Hindu extremists leading movement to ban Christianity, Islam from central India
Religious minorities in central India face a new threat as Hindu extremists have been successful in more than a dozen village councils in passing restrictions on religions other than Hinduism. Christian prayer, in particular, has been targeted and made a crime.
The laws, passed under the guise of stopping false conversions, made Christian prayer, services, and “propaganda” illegal, World Watch Monitor (WWM) reported.
“The situation is becoming worse. The anti-Christian propaganda is becoming stronger,” Arun Pannalal, president of Chhattisgarh Christian Forum, told World Watch Monitor on July 15. Chhattisgarh is one of India’s 29 states, in the heart of the country.
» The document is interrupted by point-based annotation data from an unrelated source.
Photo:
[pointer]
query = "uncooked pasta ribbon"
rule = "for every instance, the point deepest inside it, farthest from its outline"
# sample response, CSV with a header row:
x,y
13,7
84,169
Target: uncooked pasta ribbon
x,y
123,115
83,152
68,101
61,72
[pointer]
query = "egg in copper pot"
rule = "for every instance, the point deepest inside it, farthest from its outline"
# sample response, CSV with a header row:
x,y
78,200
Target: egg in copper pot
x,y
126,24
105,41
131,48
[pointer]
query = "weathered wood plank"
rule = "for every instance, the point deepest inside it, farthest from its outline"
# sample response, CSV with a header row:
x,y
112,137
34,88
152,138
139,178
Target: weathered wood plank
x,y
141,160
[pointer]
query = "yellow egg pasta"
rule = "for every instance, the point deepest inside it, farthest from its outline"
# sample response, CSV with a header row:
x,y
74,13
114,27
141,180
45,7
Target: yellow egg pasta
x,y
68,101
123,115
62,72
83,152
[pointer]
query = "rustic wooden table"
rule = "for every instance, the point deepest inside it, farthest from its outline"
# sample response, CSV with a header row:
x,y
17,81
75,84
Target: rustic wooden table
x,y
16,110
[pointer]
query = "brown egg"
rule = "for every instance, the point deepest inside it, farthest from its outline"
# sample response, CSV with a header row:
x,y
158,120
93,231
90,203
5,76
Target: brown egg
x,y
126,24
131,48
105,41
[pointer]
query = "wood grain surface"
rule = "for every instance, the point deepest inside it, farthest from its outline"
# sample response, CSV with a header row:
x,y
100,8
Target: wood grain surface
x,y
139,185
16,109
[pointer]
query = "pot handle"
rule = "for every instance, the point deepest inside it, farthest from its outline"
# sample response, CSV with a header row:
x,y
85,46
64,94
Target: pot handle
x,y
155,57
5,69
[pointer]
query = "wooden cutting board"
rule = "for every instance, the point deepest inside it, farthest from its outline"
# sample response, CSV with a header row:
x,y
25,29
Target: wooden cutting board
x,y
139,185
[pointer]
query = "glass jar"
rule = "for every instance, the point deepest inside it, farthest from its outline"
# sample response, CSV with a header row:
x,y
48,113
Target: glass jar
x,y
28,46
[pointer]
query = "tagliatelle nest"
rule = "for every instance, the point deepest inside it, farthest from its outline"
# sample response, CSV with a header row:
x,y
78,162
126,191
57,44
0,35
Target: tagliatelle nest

Pannalal said the village of Belar, in Chhattisgarh’s southeast district of Bastar, convened a Gram Sabha, or village assembly, on July 6 and passed a resolution banning all non-Hindu religious activities.
The Times of India reports that more than 50 village councils have banned all non-Hindu missionaries quoting one resolution which stated that “To stop the forced conversion by some outsider religious campaigners and to prevent them from using derogatory language against Hindu deities and customs, the Sirisguda Gram Sabha bans religious activities such as prayers, meetings and propaganda of all non-Hindu religions.”
The state government of Chhattisgarh, where the tribal Bastar villages are located, has not moved to intervene on the rules, but plans to wait and see what happens, according to the Times.
“These meetings are held under the Chhattisgarh Panchayati Raj Act,” or Village Council System Act, Pannalal said. He said the councils erroneously believe the act provides a legitimate legal foundation upon which to ban minority religious practice.
“Hindu fundamentalists are using this provision to take the people for a ride to enforce their agenda,” he said. “Their strategy is to use the influential gram sabhas to adopt such controversial resolutions to mislead the locals to believe that banning non-Hindus is well within the law.”
Rev. Aneesh Andrews, Methodist district superintendent for the region, told World Watch Monitor that after the resolutions are passed, poor Christian families in some villages have been denied government rations of staples such as wheat, rice and sugar, and access to village water sources such as tube wells and common ponds.
“In some places, the passing of the resolution has been followed by attacks on pastors and pulling down of village churches,” Andrews said.
“It is not just passing of a resolution,” he said. “This is a ploy to harass Christians.”